In the recent Westpac v ASIC case (otherwise known as the ‘wagyu and shiraz’ case) the Court of Appeal observed that there was too strong a focus on reviewing a consumer’s living expenses and a failure to recognise that a consumer could change their spending patterns following the assumption of a large debt obligation.
This is when, in response to the stagnant flow of credit during the pandemic, the Federal Government decided to propose repealing the RLOs.
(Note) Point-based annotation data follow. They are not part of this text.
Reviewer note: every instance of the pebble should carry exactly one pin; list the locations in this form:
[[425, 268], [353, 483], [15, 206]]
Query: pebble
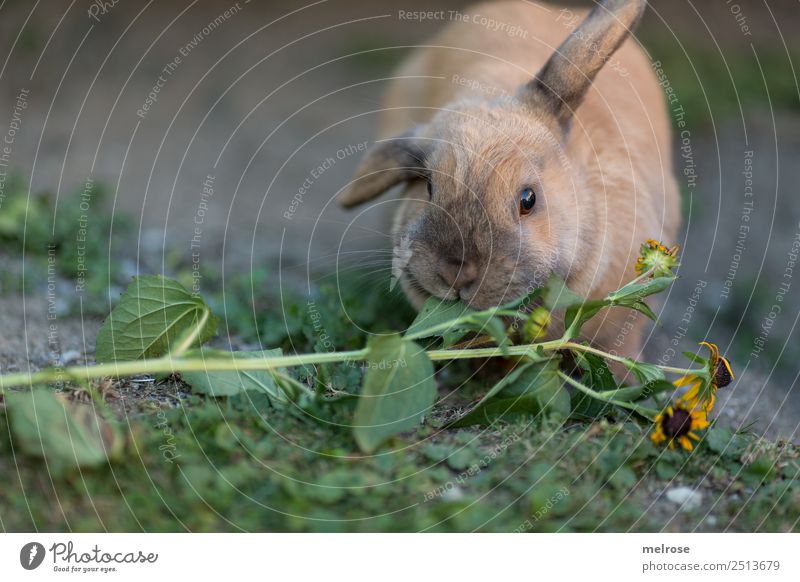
[[688, 498]]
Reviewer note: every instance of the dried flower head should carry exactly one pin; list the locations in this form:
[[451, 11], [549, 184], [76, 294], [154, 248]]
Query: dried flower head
[[677, 424]]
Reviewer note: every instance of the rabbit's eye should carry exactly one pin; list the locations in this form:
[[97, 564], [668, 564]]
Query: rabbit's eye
[[527, 200]]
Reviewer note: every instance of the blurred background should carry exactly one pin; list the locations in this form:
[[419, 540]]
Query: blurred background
[[175, 137]]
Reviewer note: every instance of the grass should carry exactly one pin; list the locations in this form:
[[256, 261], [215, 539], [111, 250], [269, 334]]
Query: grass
[[233, 464]]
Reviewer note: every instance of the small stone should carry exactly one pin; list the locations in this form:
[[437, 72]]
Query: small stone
[[688, 498], [69, 356]]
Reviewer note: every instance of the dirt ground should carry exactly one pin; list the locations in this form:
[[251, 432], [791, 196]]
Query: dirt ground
[[274, 90]]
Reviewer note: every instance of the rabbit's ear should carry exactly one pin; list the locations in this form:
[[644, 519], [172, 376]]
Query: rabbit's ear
[[564, 80], [388, 163]]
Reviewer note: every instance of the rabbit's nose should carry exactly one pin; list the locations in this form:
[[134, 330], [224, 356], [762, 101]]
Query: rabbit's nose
[[457, 273]]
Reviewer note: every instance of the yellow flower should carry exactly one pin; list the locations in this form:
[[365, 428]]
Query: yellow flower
[[677, 424], [656, 257], [702, 396]]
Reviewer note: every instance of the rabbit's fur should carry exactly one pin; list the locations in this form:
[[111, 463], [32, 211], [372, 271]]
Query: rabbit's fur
[[480, 115]]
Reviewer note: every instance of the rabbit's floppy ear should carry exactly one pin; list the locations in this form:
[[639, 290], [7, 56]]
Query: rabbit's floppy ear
[[562, 83], [387, 163]]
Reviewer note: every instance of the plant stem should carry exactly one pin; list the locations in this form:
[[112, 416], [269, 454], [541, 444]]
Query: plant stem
[[646, 412], [582, 348], [172, 365]]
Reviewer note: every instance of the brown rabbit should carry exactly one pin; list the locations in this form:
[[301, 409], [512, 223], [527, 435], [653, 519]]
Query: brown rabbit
[[518, 159]]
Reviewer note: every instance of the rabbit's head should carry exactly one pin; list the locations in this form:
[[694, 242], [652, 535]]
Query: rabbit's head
[[493, 203]]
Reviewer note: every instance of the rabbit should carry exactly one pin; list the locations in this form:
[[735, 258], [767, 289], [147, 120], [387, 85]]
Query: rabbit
[[520, 156]]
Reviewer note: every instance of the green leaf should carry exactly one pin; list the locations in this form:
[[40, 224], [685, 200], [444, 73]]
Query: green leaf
[[634, 292], [151, 315], [644, 308], [218, 383], [598, 377], [641, 392], [398, 392], [452, 320], [577, 315], [65, 435], [434, 313], [645, 373], [529, 390]]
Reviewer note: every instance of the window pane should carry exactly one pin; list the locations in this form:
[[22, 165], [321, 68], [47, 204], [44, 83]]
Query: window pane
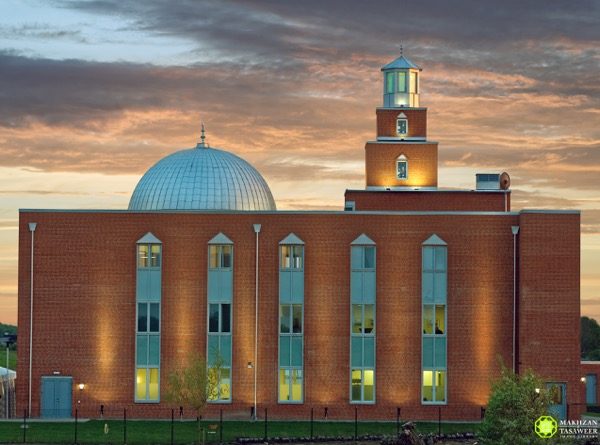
[[389, 82], [369, 385], [154, 317], [284, 318], [357, 255], [427, 319], [284, 350], [298, 256], [297, 318], [225, 386], [356, 384], [369, 257], [440, 386], [427, 258], [225, 318], [428, 352], [296, 351], [369, 351], [286, 257], [154, 350], [369, 319], [213, 320], [142, 255], [402, 82], [297, 385], [142, 350], [155, 256], [427, 386], [440, 319], [140, 384], [213, 257], [284, 385], [357, 318], [226, 259], [142, 317], [153, 387], [356, 347]]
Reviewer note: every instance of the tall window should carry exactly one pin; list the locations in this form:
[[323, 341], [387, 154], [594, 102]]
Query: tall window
[[148, 297], [402, 167], [362, 320], [291, 320], [434, 320], [219, 324]]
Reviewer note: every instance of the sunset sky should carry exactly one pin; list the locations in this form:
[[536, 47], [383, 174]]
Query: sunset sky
[[92, 93]]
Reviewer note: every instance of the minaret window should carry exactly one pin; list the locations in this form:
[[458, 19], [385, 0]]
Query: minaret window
[[401, 82], [389, 82], [402, 167]]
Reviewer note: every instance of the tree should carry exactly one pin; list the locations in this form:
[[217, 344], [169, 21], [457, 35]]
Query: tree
[[516, 402], [194, 385]]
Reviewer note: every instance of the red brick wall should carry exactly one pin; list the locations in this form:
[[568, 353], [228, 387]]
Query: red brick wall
[[549, 308], [380, 164], [84, 322], [429, 200], [417, 121]]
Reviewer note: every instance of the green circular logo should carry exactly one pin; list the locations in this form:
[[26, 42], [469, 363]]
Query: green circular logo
[[546, 427]]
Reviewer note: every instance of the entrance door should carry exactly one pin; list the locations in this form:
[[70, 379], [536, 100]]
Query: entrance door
[[56, 397], [558, 400], [590, 389]]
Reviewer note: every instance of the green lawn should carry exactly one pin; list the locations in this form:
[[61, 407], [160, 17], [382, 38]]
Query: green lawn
[[159, 432]]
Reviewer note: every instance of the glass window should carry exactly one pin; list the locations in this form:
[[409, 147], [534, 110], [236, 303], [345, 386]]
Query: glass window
[[213, 320], [402, 126], [140, 384], [402, 172], [297, 319], [225, 318], [284, 318], [155, 255], [154, 317], [389, 82], [142, 317], [142, 255], [401, 82]]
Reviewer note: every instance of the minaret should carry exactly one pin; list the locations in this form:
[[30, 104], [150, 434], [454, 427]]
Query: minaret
[[401, 156]]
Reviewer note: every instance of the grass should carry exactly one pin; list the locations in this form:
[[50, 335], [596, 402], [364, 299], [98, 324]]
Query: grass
[[159, 432]]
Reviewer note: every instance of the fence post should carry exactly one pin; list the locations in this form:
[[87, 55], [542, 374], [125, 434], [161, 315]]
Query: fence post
[[76, 418], [355, 423], [24, 425], [172, 425], [221, 426], [266, 420]]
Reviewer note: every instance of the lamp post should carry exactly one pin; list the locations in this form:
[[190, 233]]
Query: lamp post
[[32, 227], [257, 231]]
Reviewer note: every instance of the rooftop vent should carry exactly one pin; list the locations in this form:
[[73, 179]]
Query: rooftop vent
[[492, 181]]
What changes are expected?
If passed during the Senate vote in May, the proposed changes will come into effect over the second half of 2021. The main proposed changes are:
- RLOs will only apply to small amount credit contracts (up to $2,000) and consumer leases
- For all other credit regulated by the NCCP, RLOs will no longer apply
- Lenders regulated by APRA (ADIs) will continue to be subject to existing prudential lending standards. Equivalent lending standards will apply to other lenders (i.e., non-bank lenders) and they will be regulated by ASIC
- Best interest duty (BID) will apply to all credit assistance providers (all finance brokers assisting on consumer credit deals), not just mortgage brokers. The extension of BID to all brokers will likely have an effective date later than the removal of RLOs.
These changes should reduce the need for brokers to verify the customer's financial situation to the extent that they are currently. Income must continue to be verified and reasonable checks conducted into a customer’s financial position. However, there will be far less scrutiny around living expenses, which is a big win for brokers and customers alike. Otherwise, the impact of these changes on mortgage brokers will not be material as they are still subject to BID, which is a higher standard to RLOs.
Who will be impacted by the proposal?
The removal of the RLOs will impact all Australian Credit Licence holders and exempt credit industry participants who provide credit or credit assistance in relation to consumer credit products that are regulated by the NCCP.
Extension of BID to all credit assistance providers (regardless of whether they are a mortgage broker or an asset finance specialist) will result in an even playing field for all brokers when providing assistance on consumer asset finance and personal loans.